The big deal is that it’s important. The Scriptures frequently reference this practice–for healing, for receiving the Holy Spirit after Baptism, for prayer, and for ordination. It’s a posture of blessing, and the nation of priests that the Lord has called through the ministry of Jesus is an expression of God’s promise to Abraham that all families on earth would be blessed. As the Church, we freely receive the blessing of God and His gifts to Jesus’ people– in redemption, in the sacraments, in the many, MANY gifts every day. In the laying of hands, we function in the primary role of the New Covenant priest: to bless freely; to be those who pronounce Jesus’ absurd love on those who come to Him– to watch Jesus’ love transform the broken, the hurting, the orphan, and the weak fragments of humanity into the whole, the forgiving, the adopted, and the enduring people of God.
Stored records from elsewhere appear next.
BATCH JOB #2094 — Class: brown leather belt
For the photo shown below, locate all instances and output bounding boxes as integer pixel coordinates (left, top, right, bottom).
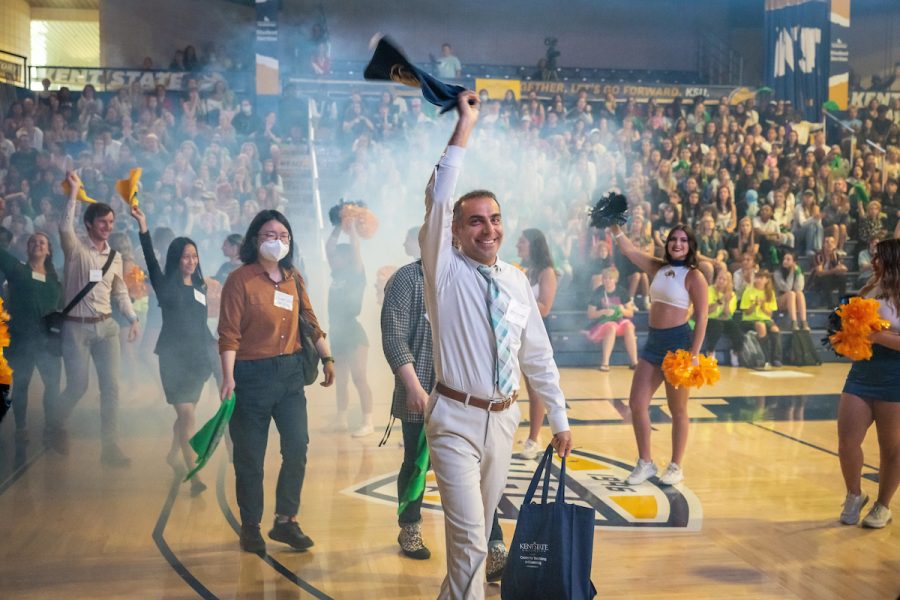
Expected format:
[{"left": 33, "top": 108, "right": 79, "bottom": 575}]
[
  {"left": 434, "top": 382, "right": 519, "bottom": 411},
  {"left": 65, "top": 315, "right": 112, "bottom": 323}
]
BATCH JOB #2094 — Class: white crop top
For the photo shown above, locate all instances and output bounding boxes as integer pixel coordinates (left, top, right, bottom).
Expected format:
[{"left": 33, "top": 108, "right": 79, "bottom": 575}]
[
  {"left": 650, "top": 265, "right": 691, "bottom": 309},
  {"left": 866, "top": 284, "right": 900, "bottom": 331}
]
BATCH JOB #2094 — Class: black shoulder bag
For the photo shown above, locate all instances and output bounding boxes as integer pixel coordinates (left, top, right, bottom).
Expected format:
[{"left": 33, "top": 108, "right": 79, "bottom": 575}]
[
  {"left": 42, "top": 249, "right": 116, "bottom": 356},
  {"left": 294, "top": 275, "right": 319, "bottom": 385}
]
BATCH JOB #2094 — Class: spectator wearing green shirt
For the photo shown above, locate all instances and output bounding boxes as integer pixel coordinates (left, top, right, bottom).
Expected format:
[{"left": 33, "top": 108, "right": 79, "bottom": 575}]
[
  {"left": 706, "top": 269, "right": 743, "bottom": 367},
  {"left": 0, "top": 233, "right": 62, "bottom": 444}
]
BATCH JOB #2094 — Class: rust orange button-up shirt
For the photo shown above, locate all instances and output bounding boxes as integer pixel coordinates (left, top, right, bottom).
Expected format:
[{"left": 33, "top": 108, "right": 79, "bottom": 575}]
[{"left": 219, "top": 263, "right": 325, "bottom": 360}]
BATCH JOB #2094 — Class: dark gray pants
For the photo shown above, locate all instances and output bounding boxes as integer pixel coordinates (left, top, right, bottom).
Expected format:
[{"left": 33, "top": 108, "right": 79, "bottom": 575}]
[{"left": 229, "top": 354, "right": 309, "bottom": 524}]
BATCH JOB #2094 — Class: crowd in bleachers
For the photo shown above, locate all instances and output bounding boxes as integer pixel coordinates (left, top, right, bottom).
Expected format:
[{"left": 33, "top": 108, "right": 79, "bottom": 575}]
[
  {"left": 314, "top": 91, "right": 900, "bottom": 312},
  {"left": 0, "top": 69, "right": 900, "bottom": 364}
]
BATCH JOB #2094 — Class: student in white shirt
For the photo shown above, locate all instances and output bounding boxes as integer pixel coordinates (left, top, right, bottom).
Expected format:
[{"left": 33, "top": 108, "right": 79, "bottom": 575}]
[{"left": 419, "top": 91, "right": 572, "bottom": 600}]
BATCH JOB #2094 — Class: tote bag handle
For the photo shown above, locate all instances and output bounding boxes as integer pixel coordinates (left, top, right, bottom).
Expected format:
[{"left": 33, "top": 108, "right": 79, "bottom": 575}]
[{"left": 523, "top": 444, "right": 566, "bottom": 505}]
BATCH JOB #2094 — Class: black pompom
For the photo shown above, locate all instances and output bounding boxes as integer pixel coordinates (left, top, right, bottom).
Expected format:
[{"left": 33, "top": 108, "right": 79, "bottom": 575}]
[
  {"left": 591, "top": 192, "right": 628, "bottom": 229},
  {"left": 328, "top": 198, "right": 344, "bottom": 227}
]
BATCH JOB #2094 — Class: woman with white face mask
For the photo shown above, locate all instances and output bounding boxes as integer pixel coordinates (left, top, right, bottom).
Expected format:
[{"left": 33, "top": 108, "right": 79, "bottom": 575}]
[{"left": 219, "top": 210, "right": 334, "bottom": 554}]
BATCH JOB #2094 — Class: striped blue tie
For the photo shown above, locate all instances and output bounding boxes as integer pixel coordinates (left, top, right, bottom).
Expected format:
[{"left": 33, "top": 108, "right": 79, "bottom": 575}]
[{"left": 478, "top": 265, "right": 518, "bottom": 397}]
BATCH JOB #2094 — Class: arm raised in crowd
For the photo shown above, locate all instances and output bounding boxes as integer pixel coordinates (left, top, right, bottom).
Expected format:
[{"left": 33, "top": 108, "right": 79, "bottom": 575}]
[
  {"left": 131, "top": 204, "right": 166, "bottom": 297},
  {"left": 419, "top": 91, "right": 479, "bottom": 288}
]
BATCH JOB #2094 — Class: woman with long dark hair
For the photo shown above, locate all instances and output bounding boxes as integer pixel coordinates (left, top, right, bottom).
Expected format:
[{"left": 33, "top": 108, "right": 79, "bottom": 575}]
[
  {"left": 516, "top": 229, "right": 557, "bottom": 459},
  {"left": 610, "top": 225, "right": 708, "bottom": 485},
  {"left": 0, "top": 233, "right": 62, "bottom": 445},
  {"left": 219, "top": 210, "right": 334, "bottom": 554},
  {"left": 131, "top": 204, "right": 215, "bottom": 495},
  {"left": 838, "top": 239, "right": 900, "bottom": 529}
]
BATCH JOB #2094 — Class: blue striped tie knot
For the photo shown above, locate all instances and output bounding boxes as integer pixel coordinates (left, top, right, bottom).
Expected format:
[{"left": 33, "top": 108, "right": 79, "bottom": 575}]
[{"left": 478, "top": 265, "right": 518, "bottom": 398}]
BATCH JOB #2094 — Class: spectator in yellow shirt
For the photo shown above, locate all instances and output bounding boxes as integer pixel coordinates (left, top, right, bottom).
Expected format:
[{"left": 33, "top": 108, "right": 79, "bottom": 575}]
[{"left": 741, "top": 269, "right": 782, "bottom": 367}]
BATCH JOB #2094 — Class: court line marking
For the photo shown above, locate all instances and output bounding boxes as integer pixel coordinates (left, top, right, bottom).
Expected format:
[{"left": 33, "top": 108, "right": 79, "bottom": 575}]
[
  {"left": 0, "top": 446, "right": 47, "bottom": 495},
  {"left": 153, "top": 474, "right": 219, "bottom": 600},
  {"left": 747, "top": 421, "right": 878, "bottom": 471},
  {"left": 216, "top": 454, "right": 334, "bottom": 600}
]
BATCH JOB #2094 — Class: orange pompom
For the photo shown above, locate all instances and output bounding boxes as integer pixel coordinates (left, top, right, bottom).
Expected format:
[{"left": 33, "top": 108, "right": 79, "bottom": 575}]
[
  {"left": 125, "top": 265, "right": 147, "bottom": 300},
  {"left": 341, "top": 204, "right": 378, "bottom": 240},
  {"left": 828, "top": 296, "right": 891, "bottom": 361},
  {"left": 662, "top": 350, "right": 721, "bottom": 388},
  {"left": 0, "top": 298, "right": 12, "bottom": 385}
]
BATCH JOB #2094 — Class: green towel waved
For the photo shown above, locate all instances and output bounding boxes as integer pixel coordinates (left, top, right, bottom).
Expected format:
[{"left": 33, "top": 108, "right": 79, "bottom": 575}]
[
  {"left": 184, "top": 392, "right": 235, "bottom": 481},
  {"left": 397, "top": 427, "right": 428, "bottom": 515}
]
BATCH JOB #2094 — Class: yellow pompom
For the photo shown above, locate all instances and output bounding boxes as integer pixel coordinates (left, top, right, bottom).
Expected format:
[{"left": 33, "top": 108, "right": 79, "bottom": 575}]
[
  {"left": 62, "top": 179, "right": 97, "bottom": 204},
  {"left": 662, "top": 350, "right": 721, "bottom": 388},
  {"left": 341, "top": 204, "right": 378, "bottom": 240},
  {"left": 116, "top": 167, "right": 143, "bottom": 206}
]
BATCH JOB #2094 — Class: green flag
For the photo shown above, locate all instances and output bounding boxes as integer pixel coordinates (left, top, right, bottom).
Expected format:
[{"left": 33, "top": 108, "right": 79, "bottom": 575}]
[
  {"left": 184, "top": 392, "right": 235, "bottom": 481},
  {"left": 397, "top": 427, "right": 428, "bottom": 515}
]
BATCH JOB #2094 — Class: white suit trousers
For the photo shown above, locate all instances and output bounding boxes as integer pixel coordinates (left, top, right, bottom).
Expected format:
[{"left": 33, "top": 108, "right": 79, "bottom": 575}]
[{"left": 425, "top": 392, "right": 521, "bottom": 600}]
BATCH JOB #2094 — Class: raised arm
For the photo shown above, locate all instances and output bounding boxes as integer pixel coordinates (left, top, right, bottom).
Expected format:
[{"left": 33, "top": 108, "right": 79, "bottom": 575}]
[
  {"left": 59, "top": 171, "right": 81, "bottom": 256},
  {"left": 131, "top": 204, "right": 165, "bottom": 297},
  {"left": 684, "top": 269, "right": 709, "bottom": 355},
  {"left": 419, "top": 90, "right": 479, "bottom": 283},
  {"left": 609, "top": 225, "right": 665, "bottom": 277}
]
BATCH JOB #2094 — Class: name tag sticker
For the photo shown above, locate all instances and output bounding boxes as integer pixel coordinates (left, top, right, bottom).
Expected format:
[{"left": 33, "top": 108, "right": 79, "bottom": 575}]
[
  {"left": 506, "top": 300, "right": 531, "bottom": 328},
  {"left": 275, "top": 290, "right": 294, "bottom": 310}
]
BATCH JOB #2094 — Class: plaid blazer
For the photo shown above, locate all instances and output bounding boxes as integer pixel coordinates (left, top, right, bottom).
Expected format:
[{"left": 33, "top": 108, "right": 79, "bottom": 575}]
[{"left": 381, "top": 260, "right": 434, "bottom": 423}]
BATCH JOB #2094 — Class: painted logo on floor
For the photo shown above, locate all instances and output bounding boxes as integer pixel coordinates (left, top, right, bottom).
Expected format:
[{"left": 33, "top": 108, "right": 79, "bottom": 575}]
[{"left": 344, "top": 450, "right": 703, "bottom": 531}]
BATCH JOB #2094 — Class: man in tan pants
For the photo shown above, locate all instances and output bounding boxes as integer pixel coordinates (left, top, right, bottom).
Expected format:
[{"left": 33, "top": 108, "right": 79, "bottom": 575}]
[{"left": 419, "top": 91, "right": 572, "bottom": 600}]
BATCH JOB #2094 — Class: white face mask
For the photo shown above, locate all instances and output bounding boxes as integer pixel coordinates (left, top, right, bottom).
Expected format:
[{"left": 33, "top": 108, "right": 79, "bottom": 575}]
[{"left": 259, "top": 240, "right": 290, "bottom": 262}]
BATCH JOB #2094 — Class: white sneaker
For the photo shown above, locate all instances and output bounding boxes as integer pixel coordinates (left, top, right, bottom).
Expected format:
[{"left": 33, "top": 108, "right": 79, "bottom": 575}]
[
  {"left": 519, "top": 438, "right": 541, "bottom": 460},
  {"left": 841, "top": 491, "right": 875, "bottom": 525},
  {"left": 625, "top": 459, "right": 656, "bottom": 485},
  {"left": 863, "top": 502, "right": 893, "bottom": 529},
  {"left": 350, "top": 423, "right": 375, "bottom": 437},
  {"left": 659, "top": 463, "right": 684, "bottom": 485}
]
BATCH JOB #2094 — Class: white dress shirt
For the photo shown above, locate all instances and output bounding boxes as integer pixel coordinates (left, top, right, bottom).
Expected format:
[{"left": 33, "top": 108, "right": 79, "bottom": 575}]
[{"left": 419, "top": 146, "right": 569, "bottom": 433}]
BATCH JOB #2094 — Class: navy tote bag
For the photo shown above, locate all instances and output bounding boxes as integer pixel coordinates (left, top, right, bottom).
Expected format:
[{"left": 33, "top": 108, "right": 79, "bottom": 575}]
[{"left": 500, "top": 446, "right": 597, "bottom": 600}]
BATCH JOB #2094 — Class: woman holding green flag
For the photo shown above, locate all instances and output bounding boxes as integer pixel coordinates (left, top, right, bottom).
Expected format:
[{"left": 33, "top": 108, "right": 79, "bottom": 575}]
[
  {"left": 131, "top": 202, "right": 215, "bottom": 496},
  {"left": 219, "top": 210, "right": 334, "bottom": 554}
]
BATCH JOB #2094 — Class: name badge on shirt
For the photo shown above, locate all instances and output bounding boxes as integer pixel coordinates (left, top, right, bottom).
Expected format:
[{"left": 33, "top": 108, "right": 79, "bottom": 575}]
[
  {"left": 275, "top": 290, "right": 294, "bottom": 310},
  {"left": 506, "top": 299, "right": 531, "bottom": 329}
]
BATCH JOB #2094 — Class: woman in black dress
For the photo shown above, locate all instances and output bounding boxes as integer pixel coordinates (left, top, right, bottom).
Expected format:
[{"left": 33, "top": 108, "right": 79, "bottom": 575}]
[{"left": 131, "top": 206, "right": 215, "bottom": 495}]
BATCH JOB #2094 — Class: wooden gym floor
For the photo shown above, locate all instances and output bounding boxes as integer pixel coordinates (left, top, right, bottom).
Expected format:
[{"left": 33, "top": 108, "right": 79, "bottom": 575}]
[{"left": 0, "top": 360, "right": 900, "bottom": 600}]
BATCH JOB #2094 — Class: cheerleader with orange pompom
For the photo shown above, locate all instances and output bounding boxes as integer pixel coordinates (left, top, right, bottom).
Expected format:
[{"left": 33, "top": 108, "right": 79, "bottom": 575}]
[
  {"left": 830, "top": 240, "right": 900, "bottom": 529},
  {"left": 595, "top": 211, "right": 715, "bottom": 485}
]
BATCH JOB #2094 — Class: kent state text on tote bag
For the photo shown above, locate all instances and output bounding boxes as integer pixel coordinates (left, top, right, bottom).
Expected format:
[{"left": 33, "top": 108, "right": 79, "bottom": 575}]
[{"left": 500, "top": 446, "right": 597, "bottom": 600}]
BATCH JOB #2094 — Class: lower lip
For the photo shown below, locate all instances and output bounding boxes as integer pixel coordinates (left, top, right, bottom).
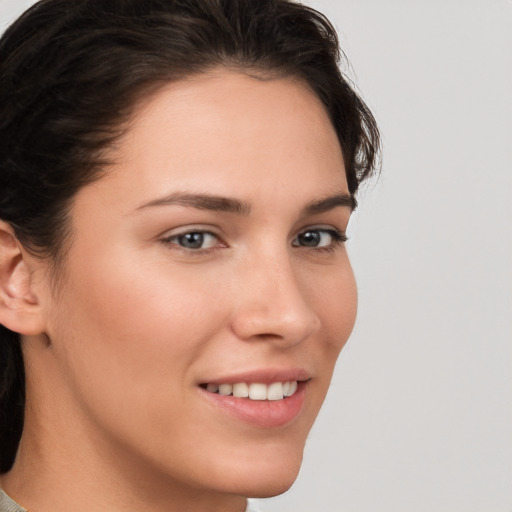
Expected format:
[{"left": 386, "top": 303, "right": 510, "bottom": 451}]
[{"left": 200, "top": 382, "right": 307, "bottom": 429}]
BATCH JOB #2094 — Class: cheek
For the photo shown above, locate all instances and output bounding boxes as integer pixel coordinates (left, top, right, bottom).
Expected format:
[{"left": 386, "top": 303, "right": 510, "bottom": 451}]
[{"left": 49, "top": 259, "right": 223, "bottom": 407}]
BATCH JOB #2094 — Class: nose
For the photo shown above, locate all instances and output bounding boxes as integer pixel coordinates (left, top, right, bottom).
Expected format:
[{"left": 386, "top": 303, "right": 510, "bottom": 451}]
[{"left": 232, "top": 253, "right": 320, "bottom": 348}]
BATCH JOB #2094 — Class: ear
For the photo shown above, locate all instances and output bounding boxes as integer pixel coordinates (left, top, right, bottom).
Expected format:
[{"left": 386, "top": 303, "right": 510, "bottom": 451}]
[{"left": 0, "top": 220, "right": 44, "bottom": 335}]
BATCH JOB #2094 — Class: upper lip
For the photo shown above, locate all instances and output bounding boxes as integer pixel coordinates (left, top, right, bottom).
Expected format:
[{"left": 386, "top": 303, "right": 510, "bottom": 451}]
[{"left": 201, "top": 368, "right": 311, "bottom": 384}]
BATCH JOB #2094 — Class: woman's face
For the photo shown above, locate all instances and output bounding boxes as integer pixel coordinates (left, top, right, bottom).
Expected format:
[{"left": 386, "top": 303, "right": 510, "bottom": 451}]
[{"left": 29, "top": 71, "right": 356, "bottom": 496}]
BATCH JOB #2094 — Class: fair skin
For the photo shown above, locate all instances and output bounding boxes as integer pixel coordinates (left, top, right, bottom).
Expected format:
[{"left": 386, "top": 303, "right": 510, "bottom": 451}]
[{"left": 0, "top": 70, "right": 357, "bottom": 512}]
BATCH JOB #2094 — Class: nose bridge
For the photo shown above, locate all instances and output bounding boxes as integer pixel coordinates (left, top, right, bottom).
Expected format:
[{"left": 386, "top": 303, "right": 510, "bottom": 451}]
[{"left": 233, "top": 245, "right": 320, "bottom": 346}]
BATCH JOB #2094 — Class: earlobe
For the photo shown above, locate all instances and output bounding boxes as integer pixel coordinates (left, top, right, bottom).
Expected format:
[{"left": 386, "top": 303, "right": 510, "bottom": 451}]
[{"left": 0, "top": 221, "right": 43, "bottom": 335}]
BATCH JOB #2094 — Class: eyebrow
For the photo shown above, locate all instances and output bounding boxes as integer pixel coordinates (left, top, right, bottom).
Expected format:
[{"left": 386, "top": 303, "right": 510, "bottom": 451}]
[
  {"left": 135, "top": 192, "right": 357, "bottom": 216},
  {"left": 304, "top": 193, "right": 357, "bottom": 215},
  {"left": 136, "top": 192, "right": 251, "bottom": 215}
]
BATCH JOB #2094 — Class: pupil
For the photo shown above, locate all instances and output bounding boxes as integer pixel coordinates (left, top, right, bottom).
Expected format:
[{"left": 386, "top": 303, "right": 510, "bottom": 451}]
[
  {"left": 180, "top": 233, "right": 204, "bottom": 249},
  {"left": 299, "top": 231, "right": 320, "bottom": 247}
]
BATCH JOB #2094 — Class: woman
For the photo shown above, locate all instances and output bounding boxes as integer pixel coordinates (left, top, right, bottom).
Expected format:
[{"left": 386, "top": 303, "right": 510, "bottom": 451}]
[{"left": 0, "top": 0, "right": 379, "bottom": 512}]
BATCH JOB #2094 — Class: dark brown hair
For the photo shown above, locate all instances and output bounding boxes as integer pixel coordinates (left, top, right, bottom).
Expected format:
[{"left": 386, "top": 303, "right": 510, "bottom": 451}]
[{"left": 0, "top": 0, "right": 379, "bottom": 472}]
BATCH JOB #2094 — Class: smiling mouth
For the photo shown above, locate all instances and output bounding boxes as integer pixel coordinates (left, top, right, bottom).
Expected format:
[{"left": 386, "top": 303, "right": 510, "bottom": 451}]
[{"left": 201, "top": 380, "right": 298, "bottom": 401}]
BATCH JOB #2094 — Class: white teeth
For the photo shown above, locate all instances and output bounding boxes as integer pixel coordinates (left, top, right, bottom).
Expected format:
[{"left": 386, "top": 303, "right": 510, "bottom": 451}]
[
  {"left": 284, "top": 380, "right": 297, "bottom": 396},
  {"left": 233, "top": 382, "right": 249, "bottom": 398},
  {"left": 206, "top": 384, "right": 219, "bottom": 393},
  {"left": 206, "top": 380, "right": 298, "bottom": 400},
  {"left": 219, "top": 384, "right": 233, "bottom": 396},
  {"left": 249, "top": 383, "right": 267, "bottom": 400},
  {"left": 267, "top": 382, "right": 284, "bottom": 400}
]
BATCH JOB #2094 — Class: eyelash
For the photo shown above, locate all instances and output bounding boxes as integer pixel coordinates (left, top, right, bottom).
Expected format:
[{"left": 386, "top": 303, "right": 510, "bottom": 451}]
[{"left": 162, "top": 227, "right": 348, "bottom": 254}]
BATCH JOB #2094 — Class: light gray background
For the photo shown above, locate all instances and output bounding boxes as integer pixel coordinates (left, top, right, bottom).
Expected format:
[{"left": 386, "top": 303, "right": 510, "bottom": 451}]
[{"left": 0, "top": 0, "right": 512, "bottom": 512}]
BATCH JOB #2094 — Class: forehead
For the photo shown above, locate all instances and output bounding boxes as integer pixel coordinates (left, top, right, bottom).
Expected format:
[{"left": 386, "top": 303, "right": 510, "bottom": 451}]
[{"left": 88, "top": 71, "right": 347, "bottom": 210}]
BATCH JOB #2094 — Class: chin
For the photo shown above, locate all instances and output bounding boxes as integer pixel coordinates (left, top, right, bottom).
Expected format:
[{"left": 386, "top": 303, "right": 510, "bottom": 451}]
[{"left": 215, "top": 451, "right": 302, "bottom": 498}]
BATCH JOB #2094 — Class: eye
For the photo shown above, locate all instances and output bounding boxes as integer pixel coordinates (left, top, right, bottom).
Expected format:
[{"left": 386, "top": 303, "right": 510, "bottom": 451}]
[
  {"left": 163, "top": 231, "right": 220, "bottom": 251},
  {"left": 292, "top": 229, "right": 347, "bottom": 248}
]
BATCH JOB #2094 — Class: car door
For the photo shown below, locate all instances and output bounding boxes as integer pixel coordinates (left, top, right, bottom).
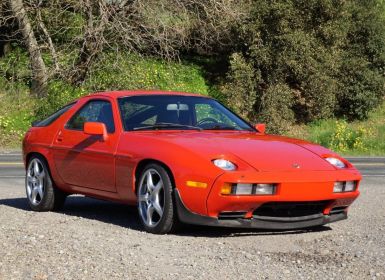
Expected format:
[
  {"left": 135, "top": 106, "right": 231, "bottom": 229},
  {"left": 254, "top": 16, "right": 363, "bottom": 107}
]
[{"left": 52, "top": 98, "right": 119, "bottom": 192}]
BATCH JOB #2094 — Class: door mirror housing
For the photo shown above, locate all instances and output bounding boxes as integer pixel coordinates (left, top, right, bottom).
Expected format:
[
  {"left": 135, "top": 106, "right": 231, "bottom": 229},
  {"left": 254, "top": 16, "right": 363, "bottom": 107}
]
[
  {"left": 255, "top": 123, "right": 266, "bottom": 134},
  {"left": 83, "top": 122, "right": 108, "bottom": 141}
]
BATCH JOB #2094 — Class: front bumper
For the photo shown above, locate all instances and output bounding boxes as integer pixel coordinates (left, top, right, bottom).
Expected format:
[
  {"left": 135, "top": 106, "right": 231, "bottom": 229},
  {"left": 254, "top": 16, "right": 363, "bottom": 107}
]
[{"left": 175, "top": 189, "right": 347, "bottom": 230}]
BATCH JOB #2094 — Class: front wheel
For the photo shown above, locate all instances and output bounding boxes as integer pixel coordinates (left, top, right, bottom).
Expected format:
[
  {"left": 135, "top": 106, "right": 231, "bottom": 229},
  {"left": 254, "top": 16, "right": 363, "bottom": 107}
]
[
  {"left": 25, "top": 155, "right": 66, "bottom": 211},
  {"left": 137, "top": 163, "right": 178, "bottom": 234}
]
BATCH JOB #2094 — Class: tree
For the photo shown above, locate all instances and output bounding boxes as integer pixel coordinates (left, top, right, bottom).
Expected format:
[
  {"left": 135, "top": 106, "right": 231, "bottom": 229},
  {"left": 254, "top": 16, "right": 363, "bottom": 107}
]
[{"left": 9, "top": 0, "right": 48, "bottom": 97}]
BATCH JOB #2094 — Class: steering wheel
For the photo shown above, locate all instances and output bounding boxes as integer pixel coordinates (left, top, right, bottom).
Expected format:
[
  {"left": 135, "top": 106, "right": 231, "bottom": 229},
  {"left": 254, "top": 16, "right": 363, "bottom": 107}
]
[{"left": 197, "top": 117, "right": 218, "bottom": 126}]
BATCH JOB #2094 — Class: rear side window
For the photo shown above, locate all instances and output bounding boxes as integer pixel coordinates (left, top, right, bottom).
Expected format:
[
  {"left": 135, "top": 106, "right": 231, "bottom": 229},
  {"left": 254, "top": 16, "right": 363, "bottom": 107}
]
[
  {"left": 32, "top": 102, "right": 76, "bottom": 127},
  {"left": 66, "top": 100, "right": 115, "bottom": 133}
]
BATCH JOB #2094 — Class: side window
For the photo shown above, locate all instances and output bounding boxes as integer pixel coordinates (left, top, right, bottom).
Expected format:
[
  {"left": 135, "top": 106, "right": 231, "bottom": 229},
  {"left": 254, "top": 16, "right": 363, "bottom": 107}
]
[
  {"left": 66, "top": 100, "right": 115, "bottom": 133},
  {"left": 32, "top": 103, "right": 75, "bottom": 127}
]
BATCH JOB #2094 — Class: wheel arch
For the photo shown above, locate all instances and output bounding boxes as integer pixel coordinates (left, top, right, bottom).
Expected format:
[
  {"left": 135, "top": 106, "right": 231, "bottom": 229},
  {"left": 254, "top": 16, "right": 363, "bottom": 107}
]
[{"left": 134, "top": 158, "right": 176, "bottom": 193}]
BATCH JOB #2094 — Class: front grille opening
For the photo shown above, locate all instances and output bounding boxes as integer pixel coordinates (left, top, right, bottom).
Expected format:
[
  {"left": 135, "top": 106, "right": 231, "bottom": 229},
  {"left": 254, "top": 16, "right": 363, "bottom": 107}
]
[
  {"left": 330, "top": 206, "right": 348, "bottom": 215},
  {"left": 218, "top": 211, "right": 247, "bottom": 220},
  {"left": 253, "top": 200, "right": 330, "bottom": 218}
]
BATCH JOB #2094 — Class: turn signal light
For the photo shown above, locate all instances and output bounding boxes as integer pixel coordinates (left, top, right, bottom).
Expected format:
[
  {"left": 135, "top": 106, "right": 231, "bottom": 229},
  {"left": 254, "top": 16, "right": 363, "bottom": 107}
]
[{"left": 221, "top": 183, "right": 276, "bottom": 195}]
Of course, we’ve got some dissension about who gets to lay on hands. Historically, orthodox Christians have never relegated the authority to ordain to just any Christian. Nor do we think that everyone can celebrate the Lord’s Supper. Some of us are particular about who baptizes, too. So how far can this go? Can the Pentecostal passion for blessing in the laying on of hands endure in the catholic tradition? I believe it can. As a family of priests, all baptized Christians are invited to lay on hands for prayer and healing as an expression of Jesus’ love and blessing for those particular people. But what we practice in the Sacraments, in ordination, in confirmation, etc. is intending to be an expression of Jesus’ love and blessing for the whole family, and it’s appropriate that they be reserved for those that Jesus has called to serve the whole family–those elders (including bishops) and deacons that the Holy Spirit has made overseers.

So, family of God, eagerly cherish your privilege to be the means of blessing to those in need of Jesus’ love. Embrace the royal priesthood for the healing of the nations and restoration of a broken creation. Joyfully receive the blessings and love of that same Jesus in the Sacraments meant for your good. Celebrate when faith is confirmed and when the Church bears witness to the calling of those called to shepherd the flock of God. And never again settle for a hands-off Christianity.